2.2 Barrier Algorithms
After defining the model which can be used for analyzing barrier algorithms, the following section describes
all presently published algorithms and their asymptotic behavior for increasing processor counts. The
LogP model is used to predict the asymptotic runtime behavior. The simplifying assumptions named in
section 2.1.4.5 are taken for all further predictions.
The best way to understand each algorithm is to read the description in combination with the given
graphical representation. To gain further knowledge about the algorithms, especially on message passing
based systems, the reader is encouraged to retrace the proposed pseudo-code.
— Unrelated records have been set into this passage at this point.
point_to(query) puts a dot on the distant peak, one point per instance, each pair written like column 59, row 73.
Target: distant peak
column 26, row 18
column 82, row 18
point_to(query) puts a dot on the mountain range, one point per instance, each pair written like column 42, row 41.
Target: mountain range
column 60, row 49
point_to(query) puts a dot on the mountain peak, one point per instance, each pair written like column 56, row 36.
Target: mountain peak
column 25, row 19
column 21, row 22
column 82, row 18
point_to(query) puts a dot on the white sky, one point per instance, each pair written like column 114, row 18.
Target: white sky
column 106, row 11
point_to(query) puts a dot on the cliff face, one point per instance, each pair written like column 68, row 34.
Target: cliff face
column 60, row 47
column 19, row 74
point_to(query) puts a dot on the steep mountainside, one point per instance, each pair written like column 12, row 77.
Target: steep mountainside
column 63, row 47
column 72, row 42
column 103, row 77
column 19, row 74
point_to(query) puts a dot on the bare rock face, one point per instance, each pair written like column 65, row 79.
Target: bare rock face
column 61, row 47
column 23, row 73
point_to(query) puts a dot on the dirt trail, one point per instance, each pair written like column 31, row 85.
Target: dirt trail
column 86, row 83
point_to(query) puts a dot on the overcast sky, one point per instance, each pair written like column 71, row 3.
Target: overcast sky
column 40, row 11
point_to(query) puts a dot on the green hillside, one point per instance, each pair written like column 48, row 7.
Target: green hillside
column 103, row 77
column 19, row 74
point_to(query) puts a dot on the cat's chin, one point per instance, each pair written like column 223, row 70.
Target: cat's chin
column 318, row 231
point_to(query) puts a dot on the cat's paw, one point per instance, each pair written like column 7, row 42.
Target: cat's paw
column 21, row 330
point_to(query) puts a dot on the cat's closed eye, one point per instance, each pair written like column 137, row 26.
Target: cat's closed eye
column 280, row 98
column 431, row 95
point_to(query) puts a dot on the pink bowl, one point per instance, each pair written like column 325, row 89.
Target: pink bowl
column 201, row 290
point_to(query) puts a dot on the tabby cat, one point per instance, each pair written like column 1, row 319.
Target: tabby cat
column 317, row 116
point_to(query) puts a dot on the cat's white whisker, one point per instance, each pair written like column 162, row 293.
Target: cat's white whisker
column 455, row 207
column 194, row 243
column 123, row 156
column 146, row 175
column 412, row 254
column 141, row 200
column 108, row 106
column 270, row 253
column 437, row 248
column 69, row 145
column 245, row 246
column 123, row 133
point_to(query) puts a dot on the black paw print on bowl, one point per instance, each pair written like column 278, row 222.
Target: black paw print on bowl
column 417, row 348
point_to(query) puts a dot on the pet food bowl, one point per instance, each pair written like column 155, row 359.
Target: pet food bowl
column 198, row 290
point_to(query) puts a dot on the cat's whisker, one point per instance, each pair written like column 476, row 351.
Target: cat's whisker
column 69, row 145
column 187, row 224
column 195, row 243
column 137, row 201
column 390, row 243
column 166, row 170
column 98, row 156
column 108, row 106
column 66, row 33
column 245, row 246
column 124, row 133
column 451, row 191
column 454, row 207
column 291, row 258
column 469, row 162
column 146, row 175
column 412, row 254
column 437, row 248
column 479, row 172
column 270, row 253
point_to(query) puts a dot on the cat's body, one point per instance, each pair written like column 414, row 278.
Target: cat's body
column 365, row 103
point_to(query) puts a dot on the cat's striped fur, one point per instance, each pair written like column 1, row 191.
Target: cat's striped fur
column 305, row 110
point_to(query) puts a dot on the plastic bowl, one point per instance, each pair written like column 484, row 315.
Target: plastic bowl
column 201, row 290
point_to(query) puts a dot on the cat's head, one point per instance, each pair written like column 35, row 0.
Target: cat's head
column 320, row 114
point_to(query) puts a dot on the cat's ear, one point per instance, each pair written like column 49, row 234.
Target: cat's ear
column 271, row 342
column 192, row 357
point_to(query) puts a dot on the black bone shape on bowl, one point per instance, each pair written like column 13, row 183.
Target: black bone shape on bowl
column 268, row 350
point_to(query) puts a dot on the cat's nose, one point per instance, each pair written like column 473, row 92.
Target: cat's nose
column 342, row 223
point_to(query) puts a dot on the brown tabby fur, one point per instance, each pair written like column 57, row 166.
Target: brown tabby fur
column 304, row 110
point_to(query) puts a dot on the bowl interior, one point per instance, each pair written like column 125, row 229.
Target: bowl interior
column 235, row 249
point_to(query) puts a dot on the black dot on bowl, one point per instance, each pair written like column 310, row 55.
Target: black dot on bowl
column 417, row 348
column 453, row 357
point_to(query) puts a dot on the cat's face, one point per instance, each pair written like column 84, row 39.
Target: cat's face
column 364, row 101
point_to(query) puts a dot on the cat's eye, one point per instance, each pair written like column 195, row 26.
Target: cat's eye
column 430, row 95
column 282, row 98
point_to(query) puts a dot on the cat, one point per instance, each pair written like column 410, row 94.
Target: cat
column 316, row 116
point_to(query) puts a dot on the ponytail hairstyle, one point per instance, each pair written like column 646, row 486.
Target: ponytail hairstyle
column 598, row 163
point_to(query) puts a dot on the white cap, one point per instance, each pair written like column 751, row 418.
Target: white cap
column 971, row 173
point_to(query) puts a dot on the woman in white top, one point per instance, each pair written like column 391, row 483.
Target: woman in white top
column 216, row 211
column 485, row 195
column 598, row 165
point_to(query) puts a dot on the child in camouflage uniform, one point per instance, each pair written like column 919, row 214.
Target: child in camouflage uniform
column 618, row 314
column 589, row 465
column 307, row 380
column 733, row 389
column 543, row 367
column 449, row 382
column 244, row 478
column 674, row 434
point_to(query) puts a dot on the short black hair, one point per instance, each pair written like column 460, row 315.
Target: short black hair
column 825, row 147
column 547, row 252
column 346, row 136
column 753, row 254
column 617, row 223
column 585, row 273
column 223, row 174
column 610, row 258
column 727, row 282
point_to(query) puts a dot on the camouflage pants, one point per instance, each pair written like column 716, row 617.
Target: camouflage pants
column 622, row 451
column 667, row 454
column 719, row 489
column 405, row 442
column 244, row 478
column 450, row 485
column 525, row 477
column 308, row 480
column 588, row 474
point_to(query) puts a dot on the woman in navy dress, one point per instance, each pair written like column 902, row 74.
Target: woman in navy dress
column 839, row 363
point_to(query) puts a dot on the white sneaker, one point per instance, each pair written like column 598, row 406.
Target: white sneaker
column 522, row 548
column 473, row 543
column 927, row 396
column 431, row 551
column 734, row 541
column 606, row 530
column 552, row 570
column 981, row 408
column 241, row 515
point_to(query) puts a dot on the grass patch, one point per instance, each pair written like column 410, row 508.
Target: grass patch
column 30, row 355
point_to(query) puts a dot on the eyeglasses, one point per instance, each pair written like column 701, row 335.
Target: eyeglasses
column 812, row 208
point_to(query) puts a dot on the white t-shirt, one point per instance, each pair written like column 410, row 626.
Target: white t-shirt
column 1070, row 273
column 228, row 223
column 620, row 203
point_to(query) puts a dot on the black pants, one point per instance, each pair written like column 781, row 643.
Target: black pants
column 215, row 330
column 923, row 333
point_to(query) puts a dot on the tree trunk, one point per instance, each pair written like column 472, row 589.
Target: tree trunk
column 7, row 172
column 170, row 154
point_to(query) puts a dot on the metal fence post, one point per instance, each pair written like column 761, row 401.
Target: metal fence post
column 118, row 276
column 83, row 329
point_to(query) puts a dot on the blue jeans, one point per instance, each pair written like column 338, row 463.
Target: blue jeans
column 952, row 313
The following sections introduce all currently known barrier algorithms. Each algorithm can be split
up logically into three phases. The algorithm is initialized in phase 1 (e.g. reserving shared objects or
calculating ranks). So it has to be done only once during initialization or reconfiguration (processors
enter or leave) of each communicator. Phase 2, also called ”Check-in-Phase” has to be done on each node
every time when it calls MPI Barrier. All nodes communicate with each other until one or all nodes know
that every node reached its MPI Barrier call. A barrier-identifier is often used to distinguish between
different MPI Barrier calls to avoid race conditions when one processor enters the next barrier before all
other processors left the last barrier - this is called x in the following chapter. Each barrier number is
used once per communicator and incremented for each barrier starting initially with 1. The third and last
phase can be referred to as ”Notification-Phase” and is only needed when not all processors know that
the barrier has been reached by each member of the communicator. The typical case is that one processor
knows that the barrier is reached by each member of its communicator and it has to notify all remaining
processors. The difference in phase 3 leads to a distinction between two types of algorithms. The first
type performs phase 3 as described above (see section 2.2.1) and the second type omits it completely
(see section 2.2.2 on page 28). Section 2.2.3 summarizes all algorithms for future analysis and provides
simplified information about running time and memory usage relative to the processor count P . A proof
of optimality is given in section 2.2.4 followed by a classification of the algorithms in four complexity
groups (section 2.3.5), regarding to the LogP model. One representative of each group is analyzed more
in detail for the runtime and the asymptotical behavior is compared to a practical benchmark result.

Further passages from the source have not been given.